But existing method can use may need processing further with the catalyzer of the reactant and/or costliness that are separated undesirable by product.Therefore, the aromatic substance that benzene can be converted into other and replace, the reagent simultaneously undesirable product and/or side reaction being minimized advantageously are provided.
summary of the invention
An exemplary embodiment can be the method for the methyl for improving one or more aromatic substance in raw material to the mol ratio of phenyl.Described method can comprise one or more aromatics methylating reagents reaction of one or more aromatic substance and the significant quantity making significant quantity, forms the product that methyl is the height at least 0.1:1 than raw material to the mol ratio of phenyl.

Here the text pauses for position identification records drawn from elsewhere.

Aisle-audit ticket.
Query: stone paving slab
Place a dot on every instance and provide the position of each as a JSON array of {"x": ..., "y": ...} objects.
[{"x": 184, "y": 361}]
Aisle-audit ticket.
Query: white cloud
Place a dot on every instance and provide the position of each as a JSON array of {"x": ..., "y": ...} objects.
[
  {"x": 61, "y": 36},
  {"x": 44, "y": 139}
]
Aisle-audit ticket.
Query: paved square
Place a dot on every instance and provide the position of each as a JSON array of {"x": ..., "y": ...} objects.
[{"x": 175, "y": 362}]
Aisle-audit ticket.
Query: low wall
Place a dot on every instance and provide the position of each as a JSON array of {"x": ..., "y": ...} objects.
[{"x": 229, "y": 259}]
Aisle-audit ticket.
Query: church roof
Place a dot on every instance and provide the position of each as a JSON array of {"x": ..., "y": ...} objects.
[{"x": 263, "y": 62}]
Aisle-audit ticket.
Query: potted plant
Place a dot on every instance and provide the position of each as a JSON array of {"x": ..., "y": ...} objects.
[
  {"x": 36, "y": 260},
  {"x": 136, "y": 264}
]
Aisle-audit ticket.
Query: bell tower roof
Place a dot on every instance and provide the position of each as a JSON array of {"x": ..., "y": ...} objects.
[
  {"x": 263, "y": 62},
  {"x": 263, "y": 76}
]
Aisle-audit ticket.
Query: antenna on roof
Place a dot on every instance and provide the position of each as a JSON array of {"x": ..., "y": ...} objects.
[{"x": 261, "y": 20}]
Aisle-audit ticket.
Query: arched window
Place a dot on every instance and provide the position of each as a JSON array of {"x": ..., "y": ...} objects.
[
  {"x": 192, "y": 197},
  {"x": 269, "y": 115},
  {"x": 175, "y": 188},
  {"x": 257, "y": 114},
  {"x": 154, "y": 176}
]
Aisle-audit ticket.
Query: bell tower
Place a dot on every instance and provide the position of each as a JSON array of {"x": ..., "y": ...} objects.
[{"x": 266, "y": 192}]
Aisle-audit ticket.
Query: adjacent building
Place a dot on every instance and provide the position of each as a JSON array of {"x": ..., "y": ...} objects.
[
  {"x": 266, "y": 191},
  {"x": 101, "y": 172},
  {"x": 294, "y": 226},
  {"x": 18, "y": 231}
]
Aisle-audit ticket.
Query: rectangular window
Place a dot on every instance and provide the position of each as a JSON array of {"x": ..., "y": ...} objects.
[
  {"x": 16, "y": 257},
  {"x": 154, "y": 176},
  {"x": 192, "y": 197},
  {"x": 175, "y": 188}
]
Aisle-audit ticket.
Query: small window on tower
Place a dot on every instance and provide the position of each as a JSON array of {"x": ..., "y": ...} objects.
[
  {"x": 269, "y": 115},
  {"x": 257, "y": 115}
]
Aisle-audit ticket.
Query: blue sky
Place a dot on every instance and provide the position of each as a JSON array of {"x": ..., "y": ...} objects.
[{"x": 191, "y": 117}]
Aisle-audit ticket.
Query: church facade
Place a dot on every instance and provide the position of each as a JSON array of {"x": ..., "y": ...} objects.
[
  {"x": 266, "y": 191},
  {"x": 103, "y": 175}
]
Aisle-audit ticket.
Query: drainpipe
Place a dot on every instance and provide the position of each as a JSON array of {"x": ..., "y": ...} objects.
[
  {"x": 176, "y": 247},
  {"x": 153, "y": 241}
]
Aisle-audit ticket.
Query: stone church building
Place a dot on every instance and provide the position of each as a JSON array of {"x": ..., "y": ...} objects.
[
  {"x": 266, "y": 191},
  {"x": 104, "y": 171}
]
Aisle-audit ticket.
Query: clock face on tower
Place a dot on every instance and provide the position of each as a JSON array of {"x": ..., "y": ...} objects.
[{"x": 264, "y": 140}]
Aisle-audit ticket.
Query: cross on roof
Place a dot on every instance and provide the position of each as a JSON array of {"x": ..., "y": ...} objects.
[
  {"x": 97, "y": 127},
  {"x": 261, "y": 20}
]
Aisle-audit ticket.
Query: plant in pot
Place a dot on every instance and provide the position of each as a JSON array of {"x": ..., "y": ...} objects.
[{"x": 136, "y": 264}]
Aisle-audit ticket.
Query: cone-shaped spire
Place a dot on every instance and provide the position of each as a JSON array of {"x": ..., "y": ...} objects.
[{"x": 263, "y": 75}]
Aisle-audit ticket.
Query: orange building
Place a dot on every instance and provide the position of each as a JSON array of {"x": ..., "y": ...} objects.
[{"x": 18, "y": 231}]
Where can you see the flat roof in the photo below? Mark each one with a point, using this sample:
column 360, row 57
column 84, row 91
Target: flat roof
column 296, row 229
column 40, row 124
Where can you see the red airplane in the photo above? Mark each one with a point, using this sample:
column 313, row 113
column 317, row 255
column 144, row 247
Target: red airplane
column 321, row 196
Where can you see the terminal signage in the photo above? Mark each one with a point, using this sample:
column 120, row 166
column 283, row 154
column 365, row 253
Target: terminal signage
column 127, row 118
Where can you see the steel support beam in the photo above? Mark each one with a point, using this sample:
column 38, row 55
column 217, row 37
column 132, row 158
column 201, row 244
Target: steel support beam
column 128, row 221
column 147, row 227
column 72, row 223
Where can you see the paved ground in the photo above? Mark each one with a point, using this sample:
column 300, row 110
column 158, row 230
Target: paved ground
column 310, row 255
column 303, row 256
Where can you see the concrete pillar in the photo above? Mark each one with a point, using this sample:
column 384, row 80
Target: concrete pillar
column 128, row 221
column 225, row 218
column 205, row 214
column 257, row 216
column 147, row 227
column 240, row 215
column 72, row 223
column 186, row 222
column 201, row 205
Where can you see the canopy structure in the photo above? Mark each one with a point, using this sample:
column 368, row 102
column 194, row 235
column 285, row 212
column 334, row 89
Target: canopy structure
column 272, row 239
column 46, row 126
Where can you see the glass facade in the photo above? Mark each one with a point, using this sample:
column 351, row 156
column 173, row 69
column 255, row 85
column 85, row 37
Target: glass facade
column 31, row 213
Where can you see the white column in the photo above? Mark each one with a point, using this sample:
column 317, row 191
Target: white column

Another exemplary embodiment can be the method for making one or more aromatic substance react in the feed.Described method can comprise the raw material reaction making to include one or more aromatic substance of effective amount and one or more aromatics methylating reagents of significant quantity, obtains the product relative to the aromatic ring rate of recovery of raw material to be 85-115mol% and methyl to the mol ratio of phenyl the be height at least 0.1:1 than raw material.
Another exemplary embodiment can be the method for the methyl for improving one or more aromatic substance in raw material to the mol ratio of phenyl.Described method can comprise one or more aromatics methylating reagents from stream are provided to the reaction zone being suitable for accepting one or more aromatics methylating reagents, by being increased to than raw material height at least 0.1:1 by the mol ratio of methyl to phenyl, form at least one A7+ compound.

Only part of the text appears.